# 28mm studded tires?



## marc180 (Feb 2, 2006)

ok, i give in...i think i need some studded tires if i am going to continue to ride to work safely throughout the winter (i'm in WI and the plowing has not been very good). but here's the problem, my fixie/ss commuter is a 1987 bianchi brava with road geometry (rear has 120mm spacing). in other words, i don't have much "room" and can't fit anything bigger than 28s. one LBS suggested i do NOT go with a conti or vittoria tire because they tend to run "taller", which will be a problem for fork clearance and seatpost/rear brake mount clearance. at the time, they suggested bontracer race lite hardcase tires, but this was before i started considering studded tires.

i'm not completely excluding non-studded tires, but i would prefer studded if i can get some that will fit. anyone have any suggestions for me? fwiw, my wheels are OPs on surly hubs.

thanks!


----------



## JeffS (Oct 3, 2006)

I've never seen a studded tire smaller than 35mm.


----------



## FatTireFred (Jan 31, 2005)

not sure you'll find any that skinny. check out icebike.com... you can make you own if your don't find anything.

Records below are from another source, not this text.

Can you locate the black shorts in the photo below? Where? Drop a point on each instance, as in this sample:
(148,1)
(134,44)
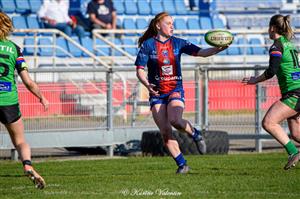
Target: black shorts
(9,114)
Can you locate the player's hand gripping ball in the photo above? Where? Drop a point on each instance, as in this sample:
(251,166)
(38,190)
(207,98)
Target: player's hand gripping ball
(218,38)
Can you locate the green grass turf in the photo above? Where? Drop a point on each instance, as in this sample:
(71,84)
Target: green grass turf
(212,176)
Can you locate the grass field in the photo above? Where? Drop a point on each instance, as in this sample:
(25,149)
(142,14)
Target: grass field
(227,176)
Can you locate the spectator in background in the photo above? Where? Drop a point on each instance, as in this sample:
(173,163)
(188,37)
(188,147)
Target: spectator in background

btw, you do know that current road spacing is 130mm? 120mm is current track spacing


----------



## marc180 (Feb 2, 2006)

*darn...*

i didn't really think that 28mm studded tires existed, but i thought someone here might know of some. oh well.

and yes, i know road spacing is 130mm and track is 120mm nowadays. i just posted that info to give you all more info on my rig.


----------